Last year I won, 2-1. In the first half, I achieved something I had always dreamt of: finishing a manuscript of 64,000 words and sending it off to the publisher. Till then, I hadn't written pieces longer than 2,500 words. But as soon as the second half began, my mother died. Minutes before the final whistle went off, however, the book scored a goal on my behalf by going into second reprint. So 2-1.

This year, the game began under the shadow of the terrible goal that Life had scored against me in 2009. My team, even though playing well enough all this while to defend its goalpost, is still licking the wounds from that nasty goal. Even when I recently went to Coonoor, breathing and sleeping in the fresh mountain air amid pin-drop silence, I dreamt about my mother on most nights that I was there.

The dreams were hardly pleasant ones. We, mother and I, were constantly fighting in them -- arguing with each other, shouting at each other. This is what happened in real life too while she was alive: we were always fighting -- the fight that happens when you love and care too much for each other. You sulk and wait for the other person to call, and then you make up only to fight all over again over something really silly.

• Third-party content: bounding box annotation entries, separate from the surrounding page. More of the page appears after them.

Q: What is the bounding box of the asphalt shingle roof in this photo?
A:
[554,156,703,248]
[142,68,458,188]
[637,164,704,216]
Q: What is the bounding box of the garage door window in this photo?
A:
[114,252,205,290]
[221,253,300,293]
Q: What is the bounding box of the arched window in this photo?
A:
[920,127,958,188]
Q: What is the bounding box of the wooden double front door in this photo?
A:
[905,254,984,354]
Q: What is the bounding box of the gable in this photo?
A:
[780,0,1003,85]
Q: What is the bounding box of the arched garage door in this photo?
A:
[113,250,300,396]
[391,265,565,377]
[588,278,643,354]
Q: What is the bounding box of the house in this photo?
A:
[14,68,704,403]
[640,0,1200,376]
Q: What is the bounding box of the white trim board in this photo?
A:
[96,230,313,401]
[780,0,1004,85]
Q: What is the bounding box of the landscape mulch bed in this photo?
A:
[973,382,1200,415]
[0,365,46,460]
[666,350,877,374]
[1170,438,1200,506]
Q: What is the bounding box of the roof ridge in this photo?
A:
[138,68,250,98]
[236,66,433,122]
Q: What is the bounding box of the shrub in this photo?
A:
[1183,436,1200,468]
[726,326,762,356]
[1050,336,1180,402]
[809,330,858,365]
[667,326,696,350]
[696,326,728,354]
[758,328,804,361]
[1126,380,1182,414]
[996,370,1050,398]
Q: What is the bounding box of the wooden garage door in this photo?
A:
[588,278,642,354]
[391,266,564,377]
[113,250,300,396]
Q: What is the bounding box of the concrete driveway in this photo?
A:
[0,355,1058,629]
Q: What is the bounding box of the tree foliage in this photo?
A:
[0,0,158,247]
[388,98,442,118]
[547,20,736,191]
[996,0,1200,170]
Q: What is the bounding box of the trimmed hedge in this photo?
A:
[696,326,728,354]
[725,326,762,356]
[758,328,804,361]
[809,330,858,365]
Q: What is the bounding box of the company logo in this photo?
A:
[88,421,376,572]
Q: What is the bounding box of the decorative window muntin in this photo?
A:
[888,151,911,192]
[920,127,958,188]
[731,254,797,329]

So the wound that devastating goal from Life had inflicted on me is yet to heal entirely. It is not easy to get over her death when we had been a close-knit family of four for the past four decades. The empty seat in the audience, whose occupant would have otherwise cheered me, is distracting me time and again.

Today, during half time, as I get a breather, I resolve not to look at that chair in the second half and focus of scoring a few winning goals. Maybe after I win, I would go and prostrate before the chair. Let's see how it goes. The second half has just begun.

Today was not the day to have written a post. I am running high temperature and coughing like crazy. I can feel flames erupting out of my skin. Ideally, I should have been in bed by now, after swallowing a Dolo 650 and a spoonful of cough syrup. But I am also my own coach, and how can the coach disappear during half time? So I poured myself a drink instead, and decided to give myself a peptalk.